SEO

Hi,

I would like to hear demand from needing a PF CLI, this is going to be
much more powerful than pfctl. It will be using OO Command Pattern with
direct access pf's ioctl API to implement the idea. If anyone of you see
the usefulness of this idea, please drop me a line. This is going to be
an open source with BSD license for PF.

Thanks
Sam

On 22/02/2005 6:46 AM, sam wrote:

> I would like to hear demand from needing a PF CLI, this is going to be
> much more powerful than pfctl. It will be using OO Command Pattern with
> direct access pf's ioctl API to implement the idea. If anyone of you see
> the usefulness of this idea, please drop me a line. This is going to be
> an open source with BSD license for PF.
>

Interesting. I have no idea what I would do with such a thing, myself.
I see PF as sort of a "fire and forget" thing. Only the occasional
tweak is ever required on my node. Obviously, pfctl fills this need
quite well.

What problem would this solve for you or others? I'm curious.

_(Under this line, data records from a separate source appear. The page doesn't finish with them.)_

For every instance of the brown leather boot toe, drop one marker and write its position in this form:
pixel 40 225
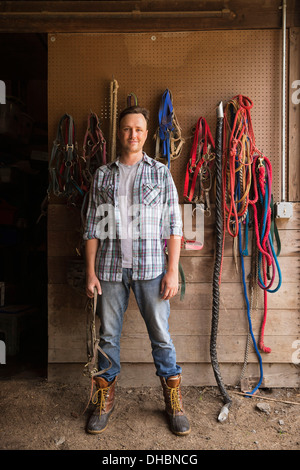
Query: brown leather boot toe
pixel 178 420
pixel 103 398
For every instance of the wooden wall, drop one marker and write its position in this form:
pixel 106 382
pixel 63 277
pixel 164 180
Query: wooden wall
pixel 195 94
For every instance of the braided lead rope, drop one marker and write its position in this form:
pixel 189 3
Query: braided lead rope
pixel 113 119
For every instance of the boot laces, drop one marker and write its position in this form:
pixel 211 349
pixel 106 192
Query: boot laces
pixel 174 399
pixel 99 398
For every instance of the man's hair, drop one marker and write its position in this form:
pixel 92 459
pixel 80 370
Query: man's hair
pixel 134 110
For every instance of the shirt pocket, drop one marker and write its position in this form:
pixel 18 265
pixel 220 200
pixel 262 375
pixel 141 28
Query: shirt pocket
pixel 151 194
pixel 106 194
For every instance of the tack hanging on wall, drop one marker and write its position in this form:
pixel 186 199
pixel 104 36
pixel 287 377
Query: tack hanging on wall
pixel 113 120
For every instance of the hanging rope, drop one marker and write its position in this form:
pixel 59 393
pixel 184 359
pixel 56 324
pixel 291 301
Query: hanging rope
pixel 94 149
pixel 113 119
pixel 247 171
pixel 129 99
pixel 217 269
pixel 267 259
pixel 169 141
pixel 198 176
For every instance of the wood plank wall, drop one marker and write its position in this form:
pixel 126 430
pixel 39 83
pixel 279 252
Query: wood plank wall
pixel 190 320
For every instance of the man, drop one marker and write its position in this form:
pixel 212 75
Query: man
pixel 126 249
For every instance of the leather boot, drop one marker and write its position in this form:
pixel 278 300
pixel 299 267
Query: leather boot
pixel 179 423
pixel 103 398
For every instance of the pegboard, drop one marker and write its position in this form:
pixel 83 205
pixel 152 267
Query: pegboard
pixel 200 68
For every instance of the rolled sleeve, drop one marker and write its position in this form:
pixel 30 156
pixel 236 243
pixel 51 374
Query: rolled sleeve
pixel 174 214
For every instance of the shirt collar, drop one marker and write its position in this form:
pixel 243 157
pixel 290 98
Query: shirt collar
pixel 146 159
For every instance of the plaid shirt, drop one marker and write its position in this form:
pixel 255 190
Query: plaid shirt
pixel 156 216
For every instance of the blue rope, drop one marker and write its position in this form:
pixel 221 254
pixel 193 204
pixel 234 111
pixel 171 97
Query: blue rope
pixel 248 314
pixel 165 117
pixel 271 244
pixel 247 302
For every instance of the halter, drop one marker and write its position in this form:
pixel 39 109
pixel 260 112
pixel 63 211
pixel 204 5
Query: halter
pixel 198 176
pixel 169 142
pixel 64 171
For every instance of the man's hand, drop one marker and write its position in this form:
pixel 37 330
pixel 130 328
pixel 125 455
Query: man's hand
pixel 169 285
pixel 91 282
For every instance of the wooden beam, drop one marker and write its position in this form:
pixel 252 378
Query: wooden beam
pixel 128 16
pixel 294 116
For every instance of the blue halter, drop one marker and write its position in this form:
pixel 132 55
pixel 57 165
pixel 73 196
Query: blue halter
pixel 165 117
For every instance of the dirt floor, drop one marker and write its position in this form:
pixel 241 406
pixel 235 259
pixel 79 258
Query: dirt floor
pixel 37 415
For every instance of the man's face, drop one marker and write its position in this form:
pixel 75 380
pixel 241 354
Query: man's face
pixel 133 132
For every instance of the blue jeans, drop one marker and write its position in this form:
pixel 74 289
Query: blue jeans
pixel 112 305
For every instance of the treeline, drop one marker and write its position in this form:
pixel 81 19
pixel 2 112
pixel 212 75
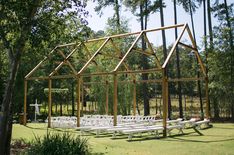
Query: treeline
pixel 29 29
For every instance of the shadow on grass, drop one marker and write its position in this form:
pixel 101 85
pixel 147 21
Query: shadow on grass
pixel 202 141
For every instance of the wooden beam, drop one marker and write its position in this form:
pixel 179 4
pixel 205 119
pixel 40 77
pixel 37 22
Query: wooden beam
pixel 174 47
pixel 49 103
pixel 143 52
pixel 187 46
pixel 152 50
pixel 67 61
pixel 107 97
pixel 126 54
pixel 94 55
pixel 165 102
pixel 78 101
pixel 140 71
pixel 134 33
pixel 25 102
pixel 186 79
pixel 39 64
pixel 134 98
pixel 82 97
pixel 207 98
pixel 196 51
pixel 69 44
pixel 115 99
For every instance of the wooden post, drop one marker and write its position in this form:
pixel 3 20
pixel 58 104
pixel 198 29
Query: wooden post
pixel 49 103
pixel 107 97
pixel 115 99
pixel 25 102
pixel 82 98
pixel 78 101
pixel 134 97
pixel 207 98
pixel 165 101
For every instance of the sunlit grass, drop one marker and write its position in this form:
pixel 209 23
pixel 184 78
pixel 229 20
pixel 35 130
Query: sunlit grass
pixel 216 140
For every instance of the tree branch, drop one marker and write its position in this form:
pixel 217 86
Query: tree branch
pixel 6 44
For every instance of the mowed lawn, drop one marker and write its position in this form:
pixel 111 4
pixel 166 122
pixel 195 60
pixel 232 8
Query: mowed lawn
pixel 218 140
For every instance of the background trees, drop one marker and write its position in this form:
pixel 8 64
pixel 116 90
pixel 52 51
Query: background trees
pixel 27 33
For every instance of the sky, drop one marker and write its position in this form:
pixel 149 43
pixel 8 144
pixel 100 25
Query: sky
pixel 99 23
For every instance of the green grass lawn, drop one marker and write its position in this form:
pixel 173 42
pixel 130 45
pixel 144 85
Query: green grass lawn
pixel 218 140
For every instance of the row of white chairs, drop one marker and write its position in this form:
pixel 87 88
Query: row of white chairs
pixel 139 128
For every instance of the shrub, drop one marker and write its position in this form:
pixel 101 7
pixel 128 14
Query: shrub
pixel 59 144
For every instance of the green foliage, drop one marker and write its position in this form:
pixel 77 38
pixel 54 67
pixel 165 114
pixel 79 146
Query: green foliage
pixel 58 144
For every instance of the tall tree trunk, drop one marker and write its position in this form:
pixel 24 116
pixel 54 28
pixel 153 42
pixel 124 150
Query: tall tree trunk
pixel 73 99
pixel 231 55
pixel 145 66
pixel 165 53
pixel 178 64
pixel 210 24
pixel 116 7
pixel 7 104
pixel 205 34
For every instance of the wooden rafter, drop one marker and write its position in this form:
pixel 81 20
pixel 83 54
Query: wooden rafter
pixel 152 51
pixel 78 75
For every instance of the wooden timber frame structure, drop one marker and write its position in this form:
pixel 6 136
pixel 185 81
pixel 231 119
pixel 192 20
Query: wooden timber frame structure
pixel 160 68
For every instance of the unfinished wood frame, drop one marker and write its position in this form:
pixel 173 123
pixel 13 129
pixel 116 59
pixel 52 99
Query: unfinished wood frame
pixel 116 71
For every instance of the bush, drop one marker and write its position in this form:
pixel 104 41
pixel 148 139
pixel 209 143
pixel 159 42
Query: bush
pixel 59 144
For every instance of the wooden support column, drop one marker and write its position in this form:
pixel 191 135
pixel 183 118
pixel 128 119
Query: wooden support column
pixel 207 98
pixel 82 99
pixel 78 101
pixel 107 97
pixel 115 99
pixel 134 97
pixel 25 102
pixel 165 101
pixel 49 103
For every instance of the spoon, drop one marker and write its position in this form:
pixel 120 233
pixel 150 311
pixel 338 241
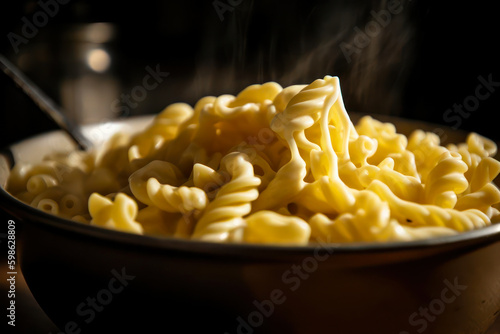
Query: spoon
pixel 45 103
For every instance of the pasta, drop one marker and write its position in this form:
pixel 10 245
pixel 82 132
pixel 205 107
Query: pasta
pixel 271 165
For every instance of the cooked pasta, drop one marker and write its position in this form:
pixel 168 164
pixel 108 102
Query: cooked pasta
pixel 271 165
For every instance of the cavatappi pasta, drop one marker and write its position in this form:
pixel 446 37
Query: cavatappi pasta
pixel 271 165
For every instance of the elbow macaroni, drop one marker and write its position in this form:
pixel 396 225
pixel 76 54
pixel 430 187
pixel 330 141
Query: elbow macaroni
pixel 271 165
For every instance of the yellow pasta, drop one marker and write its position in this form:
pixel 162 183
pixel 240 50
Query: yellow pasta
pixel 271 165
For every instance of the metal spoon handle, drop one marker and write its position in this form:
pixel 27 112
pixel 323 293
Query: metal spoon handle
pixel 44 102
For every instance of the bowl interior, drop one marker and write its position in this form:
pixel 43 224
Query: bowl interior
pixel 34 149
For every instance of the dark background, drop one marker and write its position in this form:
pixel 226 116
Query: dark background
pixel 426 59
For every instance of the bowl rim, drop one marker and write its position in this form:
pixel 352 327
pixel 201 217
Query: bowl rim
pixel 29 214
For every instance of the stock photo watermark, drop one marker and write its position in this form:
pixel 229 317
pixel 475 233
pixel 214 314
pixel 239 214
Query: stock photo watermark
pixel 363 37
pixel 88 309
pixel 11 273
pixel 292 278
pixel 30 28
pixel 421 318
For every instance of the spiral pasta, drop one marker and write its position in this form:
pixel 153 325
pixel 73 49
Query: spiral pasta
pixel 271 165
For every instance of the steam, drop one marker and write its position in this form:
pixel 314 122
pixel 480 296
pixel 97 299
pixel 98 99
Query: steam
pixel 369 45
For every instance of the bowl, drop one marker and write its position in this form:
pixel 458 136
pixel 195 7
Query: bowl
pixel 94 280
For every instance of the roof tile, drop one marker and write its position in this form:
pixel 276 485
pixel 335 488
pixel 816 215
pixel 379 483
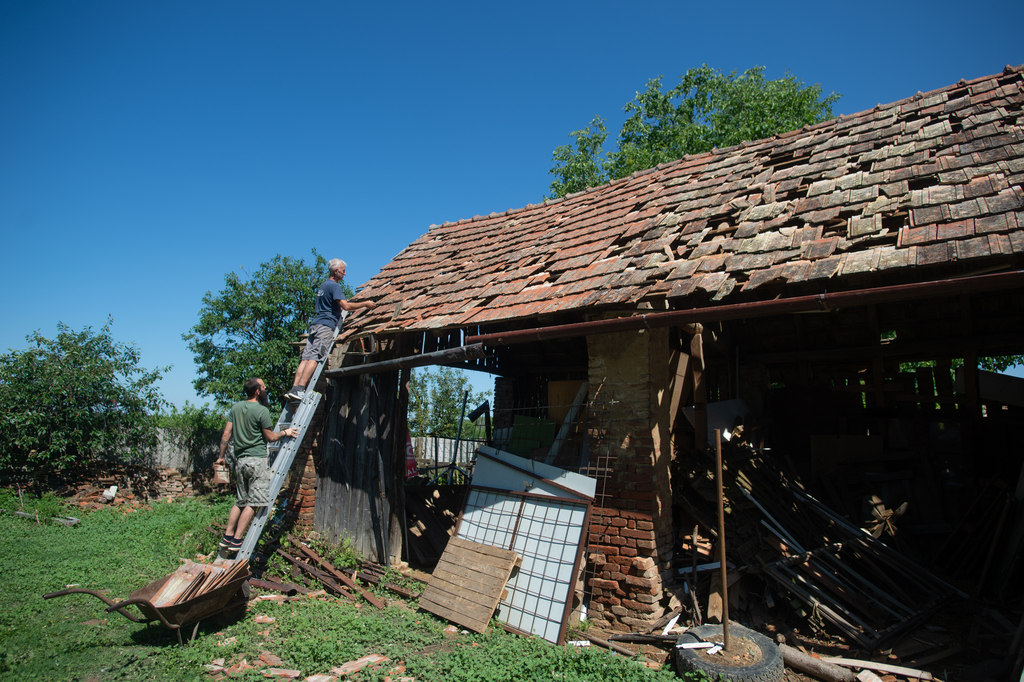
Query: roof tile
pixel 727 223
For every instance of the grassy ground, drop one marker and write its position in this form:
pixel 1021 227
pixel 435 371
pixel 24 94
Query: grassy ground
pixel 72 638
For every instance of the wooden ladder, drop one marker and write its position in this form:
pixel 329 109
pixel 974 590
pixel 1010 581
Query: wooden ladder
pixel 281 454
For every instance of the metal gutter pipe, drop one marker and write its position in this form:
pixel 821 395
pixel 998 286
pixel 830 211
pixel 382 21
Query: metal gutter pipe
pixel 826 301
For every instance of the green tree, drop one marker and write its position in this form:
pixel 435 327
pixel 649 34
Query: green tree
pixel 435 401
pixel 707 110
pixel 195 430
pixel 246 329
pixel 72 399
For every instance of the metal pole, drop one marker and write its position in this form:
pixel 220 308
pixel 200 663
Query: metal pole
pixel 458 435
pixel 721 538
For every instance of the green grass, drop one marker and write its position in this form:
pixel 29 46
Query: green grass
pixel 72 638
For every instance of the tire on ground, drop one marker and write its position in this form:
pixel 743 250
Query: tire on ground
pixel 768 668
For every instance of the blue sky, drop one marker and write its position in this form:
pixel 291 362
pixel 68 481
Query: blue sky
pixel 148 148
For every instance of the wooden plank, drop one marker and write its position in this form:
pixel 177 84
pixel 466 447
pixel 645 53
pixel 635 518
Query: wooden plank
pixel 469 615
pixel 481 584
pixel 467 584
pixel 462 549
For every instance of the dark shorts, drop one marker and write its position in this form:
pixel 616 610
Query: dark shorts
pixel 318 342
pixel 252 481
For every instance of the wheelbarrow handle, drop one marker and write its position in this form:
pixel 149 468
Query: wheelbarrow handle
pixel 98 595
pixel 128 602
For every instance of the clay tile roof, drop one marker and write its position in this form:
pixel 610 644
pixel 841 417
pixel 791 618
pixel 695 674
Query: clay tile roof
pixel 927 180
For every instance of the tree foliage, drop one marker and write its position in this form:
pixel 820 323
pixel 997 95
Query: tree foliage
pixel 194 429
pixel 707 110
pixel 245 329
pixel 435 399
pixel 72 399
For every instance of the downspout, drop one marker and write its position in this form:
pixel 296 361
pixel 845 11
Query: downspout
pixel 826 301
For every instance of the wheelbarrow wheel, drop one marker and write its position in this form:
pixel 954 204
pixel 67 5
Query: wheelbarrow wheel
pixel 752 656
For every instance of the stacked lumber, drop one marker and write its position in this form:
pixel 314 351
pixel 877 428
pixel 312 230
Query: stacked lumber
pixel 784 543
pixel 195 580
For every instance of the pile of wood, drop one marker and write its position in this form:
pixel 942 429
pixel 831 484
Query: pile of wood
pixel 309 567
pixel 195 580
pixel 792 552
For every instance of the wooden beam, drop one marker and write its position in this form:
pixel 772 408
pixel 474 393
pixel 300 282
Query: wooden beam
pixel 448 356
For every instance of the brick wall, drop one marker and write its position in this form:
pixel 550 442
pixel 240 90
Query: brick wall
pixel 630 555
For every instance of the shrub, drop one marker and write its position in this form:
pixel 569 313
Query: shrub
pixel 74 398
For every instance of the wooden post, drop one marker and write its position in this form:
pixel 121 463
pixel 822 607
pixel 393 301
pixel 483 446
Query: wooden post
pixel 721 538
pixel 398 463
pixel 699 390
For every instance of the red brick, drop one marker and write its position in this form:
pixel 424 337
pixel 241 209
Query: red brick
pixel 637 606
pixel 642 535
pixel 637 582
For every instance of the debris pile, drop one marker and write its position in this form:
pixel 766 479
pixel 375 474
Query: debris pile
pixel 798 554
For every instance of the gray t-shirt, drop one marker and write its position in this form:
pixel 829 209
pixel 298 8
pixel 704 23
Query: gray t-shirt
pixel 329 298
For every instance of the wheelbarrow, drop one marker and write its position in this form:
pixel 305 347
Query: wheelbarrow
pixel 173 616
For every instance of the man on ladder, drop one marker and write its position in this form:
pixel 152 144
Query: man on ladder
pixel 330 302
pixel 302 399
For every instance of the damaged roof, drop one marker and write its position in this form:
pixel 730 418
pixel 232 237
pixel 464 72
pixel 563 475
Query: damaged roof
pixel 902 188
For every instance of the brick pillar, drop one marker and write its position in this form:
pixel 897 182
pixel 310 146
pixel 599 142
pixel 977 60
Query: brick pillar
pixel 631 527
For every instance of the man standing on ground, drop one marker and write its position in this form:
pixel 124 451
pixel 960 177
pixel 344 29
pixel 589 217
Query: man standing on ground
pixel 330 302
pixel 249 428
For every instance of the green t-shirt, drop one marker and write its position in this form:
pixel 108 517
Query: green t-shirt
pixel 248 421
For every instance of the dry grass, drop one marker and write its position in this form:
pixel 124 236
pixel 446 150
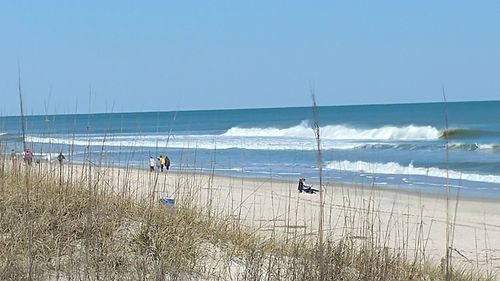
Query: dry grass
pixel 52 228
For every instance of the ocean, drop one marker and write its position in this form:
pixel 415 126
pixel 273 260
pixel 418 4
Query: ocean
pixel 393 146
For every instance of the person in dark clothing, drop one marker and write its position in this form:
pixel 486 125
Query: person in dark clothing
pixel 305 188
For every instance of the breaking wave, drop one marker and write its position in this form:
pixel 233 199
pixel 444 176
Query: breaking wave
pixel 465 133
pixel 397 169
pixel 341 132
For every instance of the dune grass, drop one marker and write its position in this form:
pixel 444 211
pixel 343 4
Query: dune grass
pixel 75 227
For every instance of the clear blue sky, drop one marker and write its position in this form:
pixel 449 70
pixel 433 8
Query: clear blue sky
pixel 182 55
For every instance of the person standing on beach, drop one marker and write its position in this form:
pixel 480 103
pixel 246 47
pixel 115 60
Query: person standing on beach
pixel 60 158
pixel 151 164
pixel 28 156
pixel 167 162
pixel 13 157
pixel 162 163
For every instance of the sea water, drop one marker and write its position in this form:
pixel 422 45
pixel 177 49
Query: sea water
pixel 401 146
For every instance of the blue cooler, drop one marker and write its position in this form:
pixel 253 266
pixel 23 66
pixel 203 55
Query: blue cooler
pixel 169 202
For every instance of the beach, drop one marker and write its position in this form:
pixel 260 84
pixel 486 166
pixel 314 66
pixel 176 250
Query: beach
pixel 412 223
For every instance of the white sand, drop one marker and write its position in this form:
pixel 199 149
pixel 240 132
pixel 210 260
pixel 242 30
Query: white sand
pixel 401 220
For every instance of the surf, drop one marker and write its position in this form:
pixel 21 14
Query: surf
pixel 393 168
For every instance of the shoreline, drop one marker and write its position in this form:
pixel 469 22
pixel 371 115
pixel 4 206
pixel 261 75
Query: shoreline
pixel 414 223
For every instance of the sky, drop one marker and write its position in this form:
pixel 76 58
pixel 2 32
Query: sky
pixel 123 56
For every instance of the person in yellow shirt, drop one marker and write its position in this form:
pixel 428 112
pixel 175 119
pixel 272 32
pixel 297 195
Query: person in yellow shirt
pixel 162 163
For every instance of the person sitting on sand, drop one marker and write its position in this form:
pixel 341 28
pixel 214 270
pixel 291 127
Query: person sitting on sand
pixel 305 188
pixel 151 164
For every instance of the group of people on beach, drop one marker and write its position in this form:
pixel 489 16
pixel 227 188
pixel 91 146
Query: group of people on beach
pixel 162 162
pixel 28 157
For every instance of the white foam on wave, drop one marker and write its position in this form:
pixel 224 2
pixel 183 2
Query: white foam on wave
pixel 397 169
pixel 491 146
pixel 341 132
pixel 201 142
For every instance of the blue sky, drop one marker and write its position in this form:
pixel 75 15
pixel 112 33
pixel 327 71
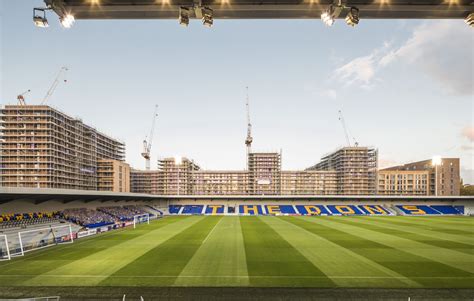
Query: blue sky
pixel 405 87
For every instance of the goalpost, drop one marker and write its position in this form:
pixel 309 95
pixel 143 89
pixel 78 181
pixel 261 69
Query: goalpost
pixel 141 218
pixel 4 249
pixel 42 238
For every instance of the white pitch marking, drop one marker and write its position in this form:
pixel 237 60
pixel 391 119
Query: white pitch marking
pixel 211 231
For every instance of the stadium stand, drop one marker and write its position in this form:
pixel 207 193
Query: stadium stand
pixel 23 220
pixel 122 213
pixel 430 209
pixel 319 209
pixel 88 217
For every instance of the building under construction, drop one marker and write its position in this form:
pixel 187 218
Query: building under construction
pixel 42 147
pixel 262 177
pixel 355 168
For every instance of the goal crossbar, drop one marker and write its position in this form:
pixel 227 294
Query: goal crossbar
pixel 23 244
pixel 4 238
pixel 136 218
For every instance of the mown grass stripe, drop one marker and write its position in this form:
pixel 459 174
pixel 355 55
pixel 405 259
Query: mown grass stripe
pixel 394 258
pixel 220 261
pixel 448 257
pixel 167 258
pixel 268 254
pixel 429 237
pixel 430 225
pixel 45 260
pixel 344 267
pixel 112 259
pixel 443 220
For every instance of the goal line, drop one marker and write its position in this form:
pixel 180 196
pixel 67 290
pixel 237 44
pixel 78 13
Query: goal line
pixel 36 239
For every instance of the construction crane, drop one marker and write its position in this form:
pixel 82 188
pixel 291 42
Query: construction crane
pixel 21 98
pixel 249 139
pixel 147 144
pixel 346 132
pixel 53 87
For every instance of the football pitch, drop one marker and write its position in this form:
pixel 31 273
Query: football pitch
pixel 263 251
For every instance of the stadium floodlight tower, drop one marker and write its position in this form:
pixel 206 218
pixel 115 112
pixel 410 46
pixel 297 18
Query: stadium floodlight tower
pixel 4 248
pixel 140 219
pixel 436 161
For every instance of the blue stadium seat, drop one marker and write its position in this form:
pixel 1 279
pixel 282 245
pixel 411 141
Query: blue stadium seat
pixel 279 209
pixel 192 209
pixel 460 209
pixel 214 209
pixel 344 210
pixel 250 209
pixel 174 209
pixel 373 210
pixel 445 209
pixel 417 210
pixel 312 210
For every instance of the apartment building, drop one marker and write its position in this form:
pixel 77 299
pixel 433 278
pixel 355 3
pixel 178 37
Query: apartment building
pixel 264 172
pixel 146 181
pixel 213 182
pixel 113 175
pixel 421 178
pixel 355 167
pixel 42 147
pixel 308 182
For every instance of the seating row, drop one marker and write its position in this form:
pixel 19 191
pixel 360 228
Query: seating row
pixel 316 209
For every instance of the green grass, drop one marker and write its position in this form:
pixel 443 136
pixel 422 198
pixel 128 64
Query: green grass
pixel 213 251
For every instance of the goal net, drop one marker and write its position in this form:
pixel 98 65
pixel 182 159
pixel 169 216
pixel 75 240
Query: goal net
pixel 4 249
pixel 141 219
pixel 44 237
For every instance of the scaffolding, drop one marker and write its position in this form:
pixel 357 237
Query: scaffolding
pixel 45 148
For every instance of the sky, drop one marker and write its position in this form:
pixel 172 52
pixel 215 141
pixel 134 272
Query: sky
pixel 404 86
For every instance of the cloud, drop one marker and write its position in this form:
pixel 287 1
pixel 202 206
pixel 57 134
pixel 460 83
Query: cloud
pixel 361 71
pixel 467 147
pixel 441 49
pixel 331 93
pixel 385 163
pixel 468 133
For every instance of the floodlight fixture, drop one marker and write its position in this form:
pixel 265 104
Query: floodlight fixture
pixel 470 20
pixel 183 16
pixel 67 20
pixel 207 18
pixel 329 15
pixel 352 18
pixel 39 17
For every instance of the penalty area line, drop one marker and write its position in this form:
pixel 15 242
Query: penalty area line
pixel 205 239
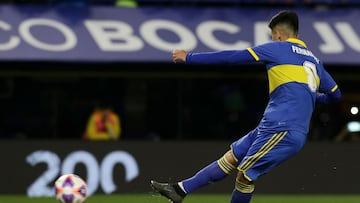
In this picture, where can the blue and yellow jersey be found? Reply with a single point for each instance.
(295, 78)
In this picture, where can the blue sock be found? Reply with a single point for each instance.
(209, 174)
(242, 193)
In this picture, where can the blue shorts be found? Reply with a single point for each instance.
(258, 152)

On Tue, 22 Feb 2005 12:08:01 -0500 in <RFJSd.91884$vO1.574283@nnrp1.uunet.ca> clvrmnky <clvrmnky-uunet@coldmail.com.invalid> wrote:
>
> Interesting. I have no idea what I would do with such a thing, myself.
> I see PF as sort of a "fire and forget" thing. Only the occasional
> tweak is ever required on my node. Obviously, pfctl fills this need
> quite well.
>
> What problem would this solve for you or others? I'm curious.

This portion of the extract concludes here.